I did some basic internet research and was not able to locate an article that definitely stated what parties are named beneficiaries in a will and/or trust that King enacted. However, if Toney was named as a beneficiary in King’s will and/or trust, the situation could get very interesting. In that case, King’s children could seek to invoke the slayer rule to try to prevent Toney from receiving any assets pursuant to King’s will and/or trust.
Slayer rules (also called “slayer statutes”) vary in their wording from state to state, but all generally prohibit a party who was convicted of the crime of murdering the testator from inheriting via his will. Some slayer statutes also apply in instances of a manslaughter conviction. Some slayer statutes solely provide that the murderer doesn’t take via the testator’s will; others also provide that the murderer does not take via beneficiary designations, right of survivorship, etc.
Virginia has a rather broad slayer statute (codified in Title 64.2, Chapter 25) that defines a slayer as “any person (i) who is convicted of the murder or voluntary manslaughter of the decedent or, (ii) in the absence of such conviction, who is determined, whether before or after his death, by a court of appropriate jurisdiction by a preponderance of the evidence to have committed one of the offenses listed in clause (i) resulting in the death of the decedent.”
The statute is broad in several respects: voluntary manslaughter is easier to prove than murder, and the statute also permits a litigant to seek to prove in a civil proceeding (by the lower evidentiary standard of a “preponderance of the evidence” compared to the higher evidentiary standard in criminal proceedings of “beyond a reasonable doubt”) that the slayer committed either murder or voluntary manslaughter.
Virginia law also provides that the slayer statute is not the only remedy available to aggrieved family members or others with standing to bring a proceeding seeking to bar a party from taking pursuant to a will and/or trust. Virginia Code Section 64.2-2511 provides that the slayer statute is “not intended to be exclusive” and that “all common law rights and remedies that prevent one who has participated in the willful and unlawful killing of another from profiting by his wrong shall continue to exist in the Commonwealth.”

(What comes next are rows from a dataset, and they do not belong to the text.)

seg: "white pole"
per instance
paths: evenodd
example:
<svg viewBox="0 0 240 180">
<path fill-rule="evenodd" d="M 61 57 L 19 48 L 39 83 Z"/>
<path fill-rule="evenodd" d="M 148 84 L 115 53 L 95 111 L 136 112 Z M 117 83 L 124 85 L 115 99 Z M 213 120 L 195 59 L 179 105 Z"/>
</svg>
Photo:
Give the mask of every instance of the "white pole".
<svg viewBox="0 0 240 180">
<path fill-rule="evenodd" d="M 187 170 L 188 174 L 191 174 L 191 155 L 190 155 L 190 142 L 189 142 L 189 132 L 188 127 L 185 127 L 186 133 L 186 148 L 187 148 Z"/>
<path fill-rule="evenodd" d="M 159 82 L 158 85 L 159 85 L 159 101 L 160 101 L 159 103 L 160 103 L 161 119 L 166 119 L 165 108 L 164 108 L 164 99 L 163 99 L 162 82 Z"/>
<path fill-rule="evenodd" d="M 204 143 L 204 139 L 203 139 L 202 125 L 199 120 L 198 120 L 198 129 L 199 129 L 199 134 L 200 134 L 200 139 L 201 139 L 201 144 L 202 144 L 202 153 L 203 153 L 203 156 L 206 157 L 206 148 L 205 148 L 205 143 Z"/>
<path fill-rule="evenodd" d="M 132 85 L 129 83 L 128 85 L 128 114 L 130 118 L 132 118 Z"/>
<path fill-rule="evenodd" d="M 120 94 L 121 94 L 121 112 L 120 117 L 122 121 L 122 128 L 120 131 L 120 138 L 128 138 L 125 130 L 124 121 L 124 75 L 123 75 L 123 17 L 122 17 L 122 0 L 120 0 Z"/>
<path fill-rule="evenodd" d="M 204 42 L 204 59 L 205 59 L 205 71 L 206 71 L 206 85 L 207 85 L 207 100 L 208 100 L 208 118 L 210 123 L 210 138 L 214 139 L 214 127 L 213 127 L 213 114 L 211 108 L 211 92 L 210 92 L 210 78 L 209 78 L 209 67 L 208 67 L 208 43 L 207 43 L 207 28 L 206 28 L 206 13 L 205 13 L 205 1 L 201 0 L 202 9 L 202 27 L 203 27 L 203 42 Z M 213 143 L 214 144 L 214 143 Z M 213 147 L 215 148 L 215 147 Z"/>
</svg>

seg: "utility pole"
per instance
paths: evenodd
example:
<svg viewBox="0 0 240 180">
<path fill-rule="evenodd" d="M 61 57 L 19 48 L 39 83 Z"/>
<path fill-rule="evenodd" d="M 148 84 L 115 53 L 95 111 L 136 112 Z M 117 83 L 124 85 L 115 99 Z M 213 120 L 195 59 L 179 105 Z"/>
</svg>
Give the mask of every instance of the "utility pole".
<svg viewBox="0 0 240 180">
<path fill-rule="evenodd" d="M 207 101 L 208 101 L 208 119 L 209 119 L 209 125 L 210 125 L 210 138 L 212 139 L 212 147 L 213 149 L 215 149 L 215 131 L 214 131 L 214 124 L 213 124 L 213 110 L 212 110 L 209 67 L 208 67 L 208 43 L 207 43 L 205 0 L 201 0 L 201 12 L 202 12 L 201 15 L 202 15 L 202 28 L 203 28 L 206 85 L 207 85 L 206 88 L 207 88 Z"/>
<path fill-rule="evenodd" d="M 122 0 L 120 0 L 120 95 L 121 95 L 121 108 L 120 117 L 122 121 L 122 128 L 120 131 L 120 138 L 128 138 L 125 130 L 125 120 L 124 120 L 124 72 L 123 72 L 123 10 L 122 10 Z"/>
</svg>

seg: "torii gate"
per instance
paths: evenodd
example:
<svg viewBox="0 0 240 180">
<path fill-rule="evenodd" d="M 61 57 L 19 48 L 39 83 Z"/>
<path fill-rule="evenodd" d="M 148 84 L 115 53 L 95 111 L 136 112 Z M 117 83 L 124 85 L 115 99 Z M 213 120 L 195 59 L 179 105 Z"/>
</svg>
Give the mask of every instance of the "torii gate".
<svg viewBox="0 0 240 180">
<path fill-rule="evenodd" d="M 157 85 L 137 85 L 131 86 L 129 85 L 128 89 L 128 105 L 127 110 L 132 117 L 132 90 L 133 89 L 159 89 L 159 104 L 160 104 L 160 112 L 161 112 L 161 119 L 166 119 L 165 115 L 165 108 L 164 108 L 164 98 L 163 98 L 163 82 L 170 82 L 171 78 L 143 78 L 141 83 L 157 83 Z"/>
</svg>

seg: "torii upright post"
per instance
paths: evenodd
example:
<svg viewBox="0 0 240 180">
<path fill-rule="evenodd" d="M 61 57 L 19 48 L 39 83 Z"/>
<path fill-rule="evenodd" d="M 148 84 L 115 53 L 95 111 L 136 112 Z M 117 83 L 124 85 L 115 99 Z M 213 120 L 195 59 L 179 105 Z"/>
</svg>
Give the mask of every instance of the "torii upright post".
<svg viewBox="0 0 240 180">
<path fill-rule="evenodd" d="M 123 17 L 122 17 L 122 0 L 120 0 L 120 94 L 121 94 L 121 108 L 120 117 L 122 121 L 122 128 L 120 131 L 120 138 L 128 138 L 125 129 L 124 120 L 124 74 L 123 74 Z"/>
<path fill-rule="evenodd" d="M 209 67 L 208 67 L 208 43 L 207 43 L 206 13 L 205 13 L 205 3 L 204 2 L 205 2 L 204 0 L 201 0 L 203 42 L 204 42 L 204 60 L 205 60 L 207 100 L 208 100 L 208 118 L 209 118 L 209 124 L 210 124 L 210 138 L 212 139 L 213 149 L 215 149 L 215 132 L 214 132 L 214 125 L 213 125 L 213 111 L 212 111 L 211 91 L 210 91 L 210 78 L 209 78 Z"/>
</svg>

This statute is referring to the common law remedy whereby a judge may impose what’s called a “constructive trust” upon any property that a beneficiary who brought about the death of another would otherwise receive. See, e.g., Sundin v. Klein, 221 Va. 232 (1980). A constructive trust is an equitable remedy whereby a court declares that certain property is held in trust for the benefit of another (effectively, the court would rule that the property that would otherwise pass to the slayer pursuant to the will should instead be distributed as if the slayer predeceased the testator). In other words, Virginia law provides that even if (i) a slayer is not convicted of murder or voluntary manslaughter in connection with the death of a testator, or (ii) the slayer is not found in a civil proceeding to have committed murder or voluntary manslaughter in connection with the death of a testator, then the slayer can still be barred from inheriting from the testator if the slayer is found to have participated in the willful and unlawful killing of the testator.